Inizia a muovere i primi passi la stagione indoor italiana. Il primo weekend di gare distinto fra le prove di Schio, Ancona e Modena vede risaltare soprattutto Chiara Rosa, la pesista delle FF.AA. che ha scagliato l’attrezzo a 17,83, prestazione di assoluto rilievo che costituisce il suo personale in sala e il quarto risultato italiano all time. Il minimo Iaaf per i Mondiali di Mosca è a soli 17 centimetri, uno stimolo a migliorarsi ancora visto che siamo solo ad inizio stagione.
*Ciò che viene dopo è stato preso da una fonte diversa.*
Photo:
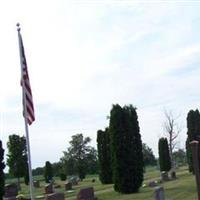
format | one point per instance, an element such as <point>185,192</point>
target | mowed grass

Bene anche Dodoni nella prova maschile, 18,97 con lo junior Spallanzani arrivato a 18,09 A Modena positivi riscontri per Andrea Giaconi, che ha corso i 60hs in 6.79, ma gli onori della cronaca spettano al ritorno a buoni livelli di Francesco Scuderi, che sui 60, dopo un 2005 interpretato come semplice approccio all’atletica, ha corso in 6.74. Il suo ritorno va salutato con ottimismo e curiosità soprattutto in vista dell’attività all’aperto. Nei 60hs donne 8.35 della Cattaneo, nell’asta 3,80 della Azzolini. Ad Ancona si è rivista Benedetta Ceccarelli, che ha corso i 400 in 55.42 battendo nettamente la De Angeli (57.16). I 60 sono andati alla Tomasicchio in 6.87. Nella foto: Chiara Rosa in occasione degli Europei Under23 di Erfurt 2005 chiusi al terzo posto (Omega/Fidal)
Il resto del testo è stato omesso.